I was living in Sydney, Australia at the time of the Sandy Hook shootings in December 2012. I remember having to play the role of American Ambassador in providing answers to my perplexed Aussie friends who simply could not understand why mass shootings continue to occur in the States. It was in hearing myself answer their questions aloud that I realized how nonsensical it is to not have sensible gun control laws in place. Even as I explained the full context of the brilliance of the U.S. Constitution and the Second Amendment I was still unable to make sense of this American problem. On my first night back in America, I saw my friends giving a television interview on CNN; their daughter had been in one of the Sandy Hook classrooms. Miraculously, she was physically unharmed but many of her fellow students did not suffer the same fate. For many reasons, that shooting was the most traumatic for me personally. I believe in the sanctity of the joys of the childhood experience and I couldn’t sleep for many nights as I came to the belief that the frequency of gun deaths in one of the most wealthy and powerful nations in history had to be intentional. 28 dead in an American Elementary School.
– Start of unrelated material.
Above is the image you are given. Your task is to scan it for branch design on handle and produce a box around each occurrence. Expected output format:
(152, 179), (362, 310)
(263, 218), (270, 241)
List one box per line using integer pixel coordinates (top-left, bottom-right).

Fast forward to the Parkland shooting last month and shockingly there were no murmurings in the street this time. Many people, myself included, received the notification on their phone and went about their day after learning that seventeen teenagers were gunned down in their high school. In the days that followed the remaining students, whose lives will never be the same, rose to the national spotlight with a defiant message to the nation: #NeverAgain. The politicians and the corporations that own them all responded with an all too familiar bluster around what actions they would take to change what has become status quo. 17 dead in an American High School… again. 

As much as we don’t want to admit it, this is who America is: A rabidly violent nation whose love affair with guns will cease at nothing or no one; not even elementary school children. It is, in fact, the “Wild Wild West” that the rest of the world portrays us to be because we allow this to happen time and time again. Sadly, while I praise the fervor of the Parkland students, and the Sandy Hook students before them, and the Virginia Tech students before them, and the Columbine students before them; I believe that they too will ultimately add their voices to a large chorus of people that want sensible gun control but will never see it. I hope I am wrong but #NeverAgain may just be yet another hashtag thrown in a mountainous heap of social justice hashtags that never sees any legitimate federal action. More dead in an American… doesn’t really matter now, we’re desensitized anyway.